Three coding passes:
Each bit-plane is coded in 3 passes: 1. Significance Propagation Pass: codes bits surrounding adjacent significant coefficients. 2. Magnitude Refinement Pass: codes additional bits of already-significant coefficients. 3. Cleanup Pass: codes all remaining bits. This division ensures higher-importance information is coded first.
MQ arithmetic coding:
Each pass output is compressed by MQ coder (arithmetic encoder). Context-adaptive arithmetic coding updates probability models based on surrounding bit patterns. 18 contexts are defined, efficiently exploiting spatial coefficient correlation.
Rate control:
EBCOT's greatest advantage is optimal post-encoding truncation to arbitrary bitrates. Rate-Distortion optimization per code block per pass selects pass combinations achieving minimum distortion within given bit budgets. This enables precise bitrate control during encoding.
JPEG 2000 Applications and Current Position
JPEG 2000 is technically superior but has limited Web adoption. However, it's widely adopted as standard in specific professional fields. This section covers applications and positioning within the current image compression ecosystem.
Digital Cinema (DCI):
DCI (Digital Cinema Initiatives) movie distribution standard adopts JPEG 2000 as the sole compression format. Each 4K (4096x2160) frame is JPEG 2000 compressed in MXF containers. 12-bit color depth in XYZ color space requires high-quality compression at approximately 1.3MB per frame (250Mbps at 24fps).
Medical imaging (DICOM):
DICOM medical imaging standard widely uses JPEG 2000 lossless compression. CT, MRI, and X-ray images where diagnostic information loss is unacceptable achieve 2-3x file size reduction through lossless compression. 16-bit image support is also a critical requirement.
Satellite imagery and geospatial:
Satellite and aerial image distribution widely uses JPEG 2000. Progressive transmission of enormous images (tens of thousands of pixels) and ROI (Region of Interest) coding for partial high-quality access suit geographic information system (GIS) usage.
Web positioning:
Browser JPEG 2000 support is Safari-only (as of 2023) - Chrome and Firefox don't support it. AVIF (AV1-based) and WebP cover most JPEG 2000 technical advantages for web with broader browser support, making AVIF/WebP recommended for web. JPEG 2000 is positioned as a specialized professional-domain standard.
Implementation and Usage - OpenJPEG and Python Processing
Covers JPEG 2000 implementation libraries and Python read/write/conversion methods. Practical usage patterns and wavelet transform implementation for hands-on development.
OpenJPEG library:
OpenJPEG is JPEG 2000's open-source reference implementation supporting both encoding and decoding. Implemented in C, it serves as backend for many image processing tools (GDAL, ImageMagick, Pillow). Command-line tools opj_compress and opj_decompress enable direct conversion.
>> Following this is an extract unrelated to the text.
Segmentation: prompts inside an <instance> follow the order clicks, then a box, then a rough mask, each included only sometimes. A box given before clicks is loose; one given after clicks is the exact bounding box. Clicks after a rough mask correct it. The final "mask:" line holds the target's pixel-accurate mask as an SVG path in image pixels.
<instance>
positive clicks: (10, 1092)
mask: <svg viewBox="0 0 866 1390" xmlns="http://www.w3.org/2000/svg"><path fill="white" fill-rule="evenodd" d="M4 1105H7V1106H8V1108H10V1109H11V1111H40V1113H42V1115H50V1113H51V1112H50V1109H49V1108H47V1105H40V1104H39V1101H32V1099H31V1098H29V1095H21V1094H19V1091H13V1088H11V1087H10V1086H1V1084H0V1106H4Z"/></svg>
Python JPEG 2000 processing:
Pillow (PIL) supports JPEG 2000 read/write. img.save('output.jp2', 'JPEG2000', quality_mode='rates', quality_layers=[20]) encodes at 20:1 compression ratio. Glymur library provides detailed JPEG 2000 parameter control including tile size, decomposition levels, and code block sizes.
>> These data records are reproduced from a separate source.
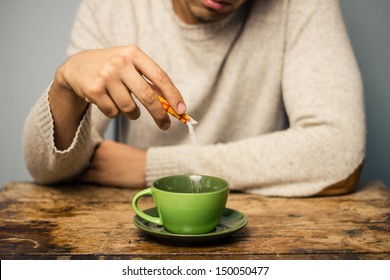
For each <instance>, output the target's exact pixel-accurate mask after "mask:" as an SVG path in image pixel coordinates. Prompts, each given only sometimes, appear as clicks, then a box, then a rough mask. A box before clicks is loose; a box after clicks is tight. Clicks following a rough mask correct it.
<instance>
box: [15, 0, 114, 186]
mask: <svg viewBox="0 0 390 280" xmlns="http://www.w3.org/2000/svg"><path fill="white" fill-rule="evenodd" d="M94 3H95V1H94V0H84V1H82V3H81V5H80V7H79V10H78V12H77V16H76V19H75V23H74V26H73V30H72V33H71V42H70V44H69V47H68V55H72V54H74V53H76V52H79V51H81V50H85V49H92V48H99V47H103V46H104V44H105V41H106V39H105V38H104V36H103V35H102V33H101V30H100V29H99V27H98V25H96V24H95V18H94V5H95V4H94ZM48 94H49V89H47V90H46V91H45V92H44V94H43V95H42V97H41V98H40V99H39V100H38V102H37V103H36V104H35V106H34V107H33V108H32V110H31V112H30V113H29V115H28V117H27V119H26V121H25V126H24V133H23V149H24V157H25V163H26V166H27V169H28V170H29V172H30V174H31V176H32V177H33V179H34V180H35V181H36V182H38V183H41V184H54V183H60V182H66V181H70V180H72V179H74V178H76V177H77V176H78V175H80V174H81V173H82V172H83V171H84V170H85V169H86V168H87V166H88V165H89V163H90V160H91V157H92V155H93V153H94V149H95V147H96V145H97V144H98V143H99V142H100V141H102V135H103V133H104V130H105V129H106V127H107V124H108V118H106V117H103V116H102V113H100V112H99V111H98V110H97V108H96V107H95V106H93V105H91V106H90V107H89V108H88V110H87V111H86V113H85V115H84V117H83V119H82V121H81V122H80V124H79V126H78V129H77V132H76V134H75V136H74V139H73V141H72V144H71V145H70V147H69V148H68V149H66V150H63V151H62V150H58V149H57V147H56V146H55V143H54V122H53V118H52V115H51V112H50V106H49V101H48Z"/></svg>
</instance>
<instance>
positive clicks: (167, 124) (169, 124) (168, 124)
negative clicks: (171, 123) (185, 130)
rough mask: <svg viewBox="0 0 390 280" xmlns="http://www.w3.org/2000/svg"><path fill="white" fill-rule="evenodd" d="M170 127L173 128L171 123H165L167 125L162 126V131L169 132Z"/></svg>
mask: <svg viewBox="0 0 390 280" xmlns="http://www.w3.org/2000/svg"><path fill="white" fill-rule="evenodd" d="M170 126H171V123H170V122H165V123H163V125H162V126H161V129H162V130H168V129H169V127H170Z"/></svg>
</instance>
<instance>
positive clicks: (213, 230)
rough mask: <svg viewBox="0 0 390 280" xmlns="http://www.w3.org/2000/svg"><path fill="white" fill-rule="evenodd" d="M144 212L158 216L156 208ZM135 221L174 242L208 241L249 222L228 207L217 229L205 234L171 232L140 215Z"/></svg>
mask: <svg viewBox="0 0 390 280" xmlns="http://www.w3.org/2000/svg"><path fill="white" fill-rule="evenodd" d="M143 212H145V213H146V214H148V215H151V216H154V217H158V214H157V209H156V208H150V209H147V210H144V211H143ZM133 222H134V224H135V225H136V226H137V227H138V228H139V229H140V230H142V231H144V232H147V233H149V234H150V235H152V236H153V237H156V238H157V239H159V240H161V241H164V242H167V243H174V244H193V243H206V242H210V241H214V240H218V239H222V238H224V237H227V236H229V235H231V234H233V233H235V232H237V231H239V230H240V229H242V228H243V227H244V226H245V225H246V224H247V223H248V220H247V218H246V216H245V215H244V214H242V213H240V212H238V211H235V210H233V209H229V208H226V209H225V211H224V213H223V214H222V217H221V220H220V221H219V223H218V225H217V227H216V229H215V230H213V231H211V232H208V233H204V234H175V233H171V232H169V231H167V230H165V229H164V227H163V226H158V225H155V224H153V223H150V222H148V221H146V220H144V219H142V218H141V217H139V216H138V215H136V216H134V219H133Z"/></svg>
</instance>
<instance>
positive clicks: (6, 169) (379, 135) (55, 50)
mask: <svg viewBox="0 0 390 280" xmlns="http://www.w3.org/2000/svg"><path fill="white" fill-rule="evenodd" d="M129 1H130V0H129ZM164 1H168V0H164ZM324 1H325V0H324ZM78 4H79V0H67V1H53V0H36V1H31V0H0V42H1V43H0V86H1V87H0V96H1V99H0V124H1V131H0V135H1V137H0V151H1V154H0V186H3V185H4V184H5V182H6V181H10V180H14V181H15V180H16V181H27V180H31V177H30V176H29V174H28V172H27V170H26V169H25V166H24V161H23V155H22V150H21V146H22V140H21V138H22V131H23V123H24V119H25V118H26V116H27V114H28V112H29V110H30V108H31V107H32V106H33V105H34V103H35V102H36V100H37V99H38V97H39V96H40V95H41V93H42V92H43V90H44V89H45V88H46V86H47V85H48V83H49V81H50V80H51V79H52V77H53V74H54V72H55V69H56V68H57V67H58V66H59V65H60V64H61V63H62V62H63V61H64V60H65V58H66V57H65V49H66V46H67V43H68V39H69V32H70V28H71V26H72V21H73V17H74V14H75V11H76V9H77V6H78ZM341 6H342V9H343V13H344V17H345V22H346V25H347V28H348V31H349V34H350V38H351V41H352V45H353V47H354V50H355V54H356V57H357V60H358V63H359V65H360V68H361V71H362V74H363V79H364V83H365V99H366V112H367V125H368V129H367V140H368V143H367V157H366V165H365V168H364V171H363V177H362V179H363V180H366V179H381V180H383V181H385V183H386V184H387V185H388V186H390V172H389V166H390V165H389V159H390V148H389V144H390V130H389V122H390V94H389V93H388V91H389V89H390V75H389V74H390V71H389V70H390V54H389V51H390V32H389V31H388V30H389V28H390V17H389V16H388V15H389V14H390V1H389V0H341ZM111 133H112V132H111Z"/></svg>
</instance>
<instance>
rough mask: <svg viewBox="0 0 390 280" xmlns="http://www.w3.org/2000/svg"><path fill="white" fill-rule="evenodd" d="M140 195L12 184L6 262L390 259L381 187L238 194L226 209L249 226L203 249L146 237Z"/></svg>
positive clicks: (385, 186) (2, 189)
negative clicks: (98, 260)
mask: <svg viewBox="0 0 390 280" xmlns="http://www.w3.org/2000/svg"><path fill="white" fill-rule="evenodd" d="M135 192H136V191H134V190H129V189H121V188H106V187H97V186H90V185H69V186H55V187H47V186H39V185H35V184H32V183H8V184H7V185H6V186H5V187H4V188H2V190H1V191H0V259H3V260H4V259H298V260H299V259H390V191H389V189H388V188H387V187H386V186H385V185H384V184H383V183H381V182H380V181H373V182H367V183H364V184H361V186H360V187H359V189H358V190H357V191H356V192H355V193H352V194H349V195H343V196H335V197H317V198H270V197H261V196H256V195H250V194H243V193H231V194H230V196H229V199H228V205H227V206H228V207H229V208H233V209H236V210H239V211H240V212H242V213H244V214H245V215H246V216H247V217H248V224H247V226H246V227H244V228H243V229H241V230H240V231H238V232H236V233H235V234H233V235H232V236H230V237H228V238H226V239H223V240H220V241H217V242H213V243H210V244H201V245H197V246H183V245H180V246H177V245H169V244H165V243H162V242H160V241H158V240H156V239H154V238H151V237H150V235H148V234H146V233H144V232H142V231H140V230H139V229H138V228H137V227H136V226H135V225H134V224H133V222H132V219H133V216H134V212H133V210H132V208H131V200H132V198H133V196H134V194H135ZM140 204H141V207H142V208H144V207H145V208H146V207H152V206H153V201H152V200H151V199H144V198H143V199H142V200H141V201H140Z"/></svg>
PyWavelets DWT implementation:
PyWavelets (pywt) is optimal for direct wavelet transform manipulation in Python. coeffs = pywt.dwt2(image, 'db4') executes 1-level 2D DWT, returning (cA, (cH, cV, cD)) format approximation and detail coefficients. Multi-level decomposition uses pywt.wavedec2(image, 'db4', level=5).
Simple wavelet compression implementation:
Educational compression sets small DWT coefficients to zero (thresholding) then reconstructs via inverse transform. Decompose with coeffs = pywt.wavedec2(img, 'bior4.4', level=5), apply thresholds zeroing small values per subband. Zero coefficient percentage corresponds to compression ratio - zeroing 95% of coefficients often maintains visually acceptable quality. This approximates JPEG 2000's quantization step.